Il tira d’un portefeuille, caché comme le revolver sous son chevet, une feuille de papier et lut :

« Atteint d’une maladie qui ne pardonne pas et que je sais être incurable, j’exprime ici, librement et dans la plénitude de mes facultés, mes volontés dernières.

« Mon vœu le plus cher est que ma bien aimée veuve, Berthe, épouse, aussitôt que les délais légaux seront expirés, mon cher ami le comte Hector de Trémorel. Ayant été à même d’apprécier la grandeur d’âme, et la noblesse de sentiment de ma femme et de mon ami, je sais qu’ils sont dignes l’un de l’autre et que, l’un par l’autre, ils seront heureux. Je meurs plus tranquille, sachant que je laisse à ma Berthe un protecteur dont j’ai éprouvé… »

Il fut impossible à Berthe d’en entendre davantage.

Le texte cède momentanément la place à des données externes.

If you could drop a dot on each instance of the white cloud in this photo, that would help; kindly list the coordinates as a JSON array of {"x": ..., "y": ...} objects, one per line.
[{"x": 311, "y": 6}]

— Grâce ! s’écria-t-elle, assez !

— Assez, soit, répondit Sauvresy. Je vous ai lu ce brouillon pour vous montrer que si, d’un côté, j’ai tout disposé pour assurer l’exécution de mes volontés, de l’autre j’ai tout fait pour vous conserver la considération du monde. Oui, je veux que vous soyez estimés et honorés, c’est sur vous seuls que je compte pour ma vengeance. J’ai noué autour de vous un réseau que vous ne sauriez briser. Vous triomphez. La pierre de ma tombe sera bien comme vous l’espériez, l’autel de vos fiançailles ; sinon, le bagne.